Tinha o dom celestial do vaticínio. Via o futuro, as coisas distantes e as ocultas, isto é, os segredos do coração. E ao mesmo tempo escrevia sapientíssimos livros sobre Teologia, o que fez o Papa Adriano VI conferir-lhe o título de Doutor, na bula da sua canonização.

Rodeado dos seus religiosos dominicanos, que rezavam com ele o salmo “Miserere”, morreu beijando o Crucifixo, depois de recebida a Extrema Unção, em S. Gallo, perto de Florença, no dia 2 de Maio de 1459.
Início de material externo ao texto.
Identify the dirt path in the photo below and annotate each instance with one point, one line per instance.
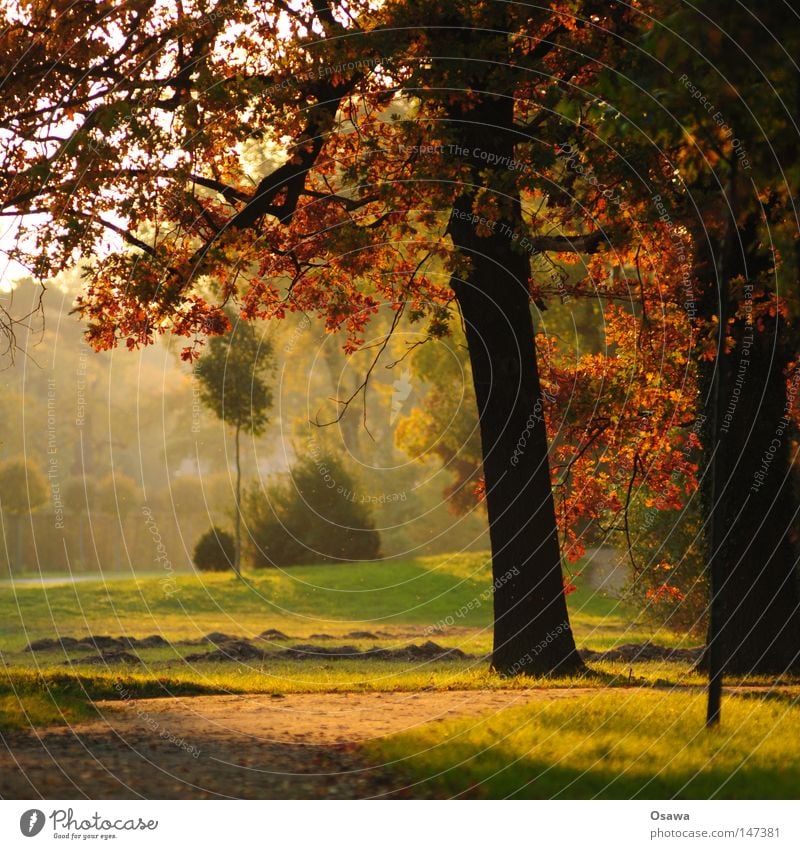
(251, 747)
(298, 746)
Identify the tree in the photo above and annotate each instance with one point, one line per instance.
(117, 496)
(153, 119)
(726, 134)
(233, 385)
(316, 515)
(215, 551)
(23, 489)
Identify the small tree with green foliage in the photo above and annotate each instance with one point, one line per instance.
(314, 515)
(215, 551)
(233, 384)
(23, 489)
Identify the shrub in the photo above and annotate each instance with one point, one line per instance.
(313, 515)
(215, 551)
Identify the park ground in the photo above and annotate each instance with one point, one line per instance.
(359, 680)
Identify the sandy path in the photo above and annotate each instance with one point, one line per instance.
(251, 747)
(298, 746)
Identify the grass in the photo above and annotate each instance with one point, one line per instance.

Dos seus conventos de Santa Maria Madalena, no Cistello, e de S. Domingos, em Ascoli, os frades Tuccio e Costanzo da Fabriano, viram-no subir ao Céu, no próprio dia da sua morte, como um vulto de fogo, e uma devota dominicana afirma tê-lo enxergado, numa visão, ao lado de Santo Tomás de Aquino.

Sepultado na igreja de S. Marcos, à esquerda da sala do coro, cento e trinta anos depois da sua morte, os mui ilustres senhores António e Averardo di Salviati construiram uma riquíssima capela na mesma Igreja, para onde, a 9 de Maio de 1589, o Cardeal Alexandre de Medicis, Arcebispo de Florença e futuro Leão XI, fez trasladar o seu corpo, em solene cortejo, no qual figuravam todos os príncipes, cardeais e prelados que haviam ido àquela cidade assistir aos esponsais de Fernando I; grão-duque da Toscana, com a sereníssima infanta Dona Cristina de Lorena.

E assim viveu e morreu um amigo de Fra Angélico, o douto e milagroso  Santo Antonino, que na galeria dos santos da nossa Igreja é uma das figuras mais dignas de reverência, pelo fervor e zelo da fé que lhe ardia no peito, pelas virtudes que louvou e os vícios que repreendeu.